Steve,
William H. Kenworthey developed the first Federal ontology while
he was at the Pentagon. I had lunch with him 25 years ago and he
gave me a copy of it.
He is 87 and retired now; I spoke with him two weeks ago and we
discussed the progress that has been made in ontology study. He
reinforced the need for organized data for business use. I used
his comment in a presentation I made in Washington last week:
—“An
ontology
is like a Tarmac. It takes a long time to build one
and
when you’re
finished it just lays there. But if you have one,
you can
land a lot of 747’s
on it."—
- William H. Kenworthey Jr.
Office of the Deputy Secretary of Defense
Management Systems, Pentagon (retired)
I could not find the document online and it is a bit outdated by
today's standards. The original; ISO/IEC JTC 1/SC 14 N 492, has
been superseded by ISO/IEC TR 20943-1:2003. In particular TR
20943-6 is of interest. This document is available on the web, but
it is a preview and references the key documents ISO/IEC 11179.
https://www.iso.org/obp/ui/#iso:std:iso-iec:tr:20943:-6:ed-1:v1:en
This document is a preview. It references ISO/IEC 11179 (6 parts),
which can be found on the web at:
http://www.jtc1sc32.org/free_standards.html
There is a license agreement which you will need to approve before
you can access these documents.
Steve,
Finally, I have tracked your contributions to electronic
publishing for many years. Thank you, I greatly appreciate the
work you, Dr. Jim Mason and others have made in getting us to
where we are today. This is in spite of my opinions of the Web.

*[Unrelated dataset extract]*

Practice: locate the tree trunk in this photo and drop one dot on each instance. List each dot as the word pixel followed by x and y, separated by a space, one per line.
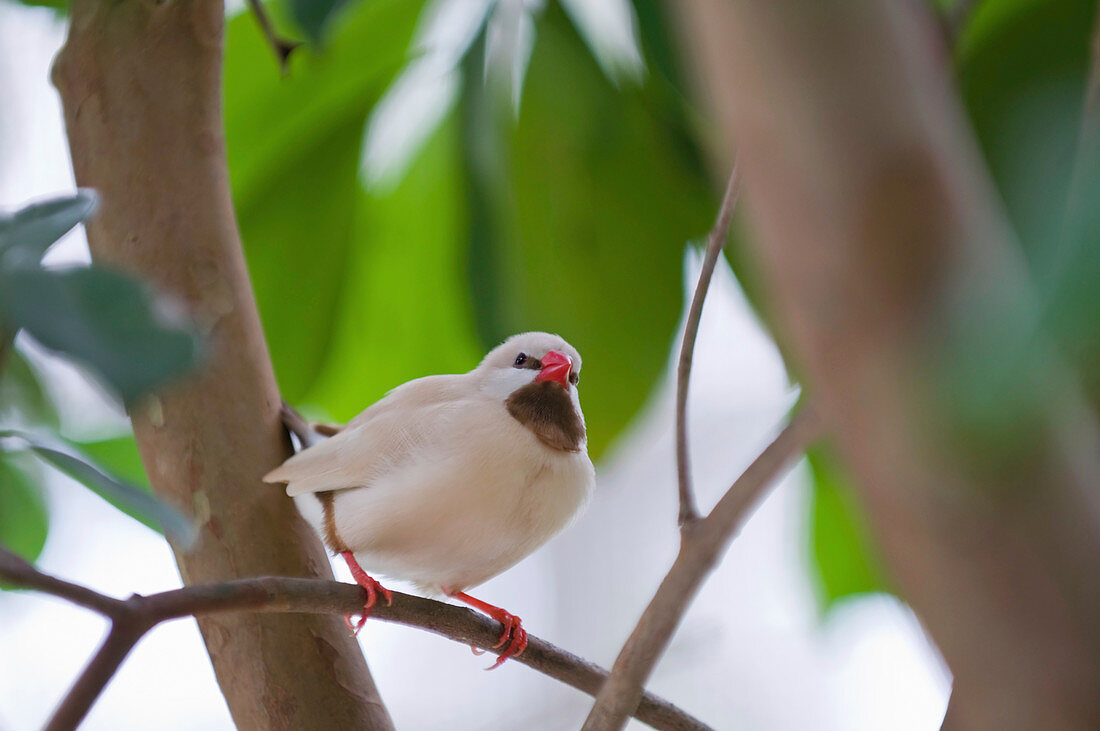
pixel 892 272
pixel 141 86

It
is unfortunate that this work is path dependent, as some of the
decisions made getting here will make future work difficult.
-John Bottoms
* * * * * *
On 7/19/2015 11:55 AM, Steve Newcomb wrote:
On 07/19/2015 07:33 AM, John F Sowa wrote:
In *every* branch of science, engineering, medicine, law, etc., the
work by professionals in that field is the *gold standard*.
At the risk of generating more heat than light, I wish to point out that
in every branch of information technology, there is vacuum where there
should be something resembling the accounting industry's "Generally
Accepted Accounting Practices" and certifications, or the many
non-proprietary certifications for practitioners in the healthcare
field, or the licensure processes required by many states to practice
medicine, law, and engineering.
In the context of all this public-interest vacuum, it is not hard to
explain the parlous state of the security of critical IT infrastructure,
or the general engineering uproar we call the "World Wide Web", or the
absurdity of consequential government webservers that won't accept any
"secure" protocol other than one known to be insecure (TLS 1.0), not to
mention the other craziness that all of us know, and that each of us may
know.
In cases perhaps dearer to the hearts of readers of this mailing list,
the lack of accountability for IT "professionals" can also explain the
lack of economic and technical infrastructure whereby experts in
multiple universes of discourse can work as tour guides and
bridge-builders among them.
Turning now to my favorite hobby horse: It is not enough to know how to
build bridges between universes of discourse, or how to anchor the
endpoints of such bridges on solid ontological foundations. It is also
necessary to build many, many instances of bridges, and to maintain them
(when possible) across the ontological equivalent of hurricanes,
earthquakes, and all other kinds of change. That would entail creating
the economic foundations of bridge-building, bridge-maintaining, and
bridge-anchoring enterprises. Such a knowledge-ecosystem would reward
those whose opinions about what's what are measurably and publicly the
most reliable for the most cases.
Individual multi-domain experts would, in fact, be playing fiduciary
roles. Such a scenario requires that a definition of malpractice be
defined and maintained, so that the finger of blame can be pointed
consequentially, whenever things go awry in some consequential fashion.
It is up to ontologists to figure out how to make that meaningfully
possible. Nobody else has a prayer of doing it, and it's hard for me to
imagine a more worthwhile endeavor. It's also, obviously, a major
project with major risks, and one that would be disruptive whether or
not it succeeded. Not for the faint of heart!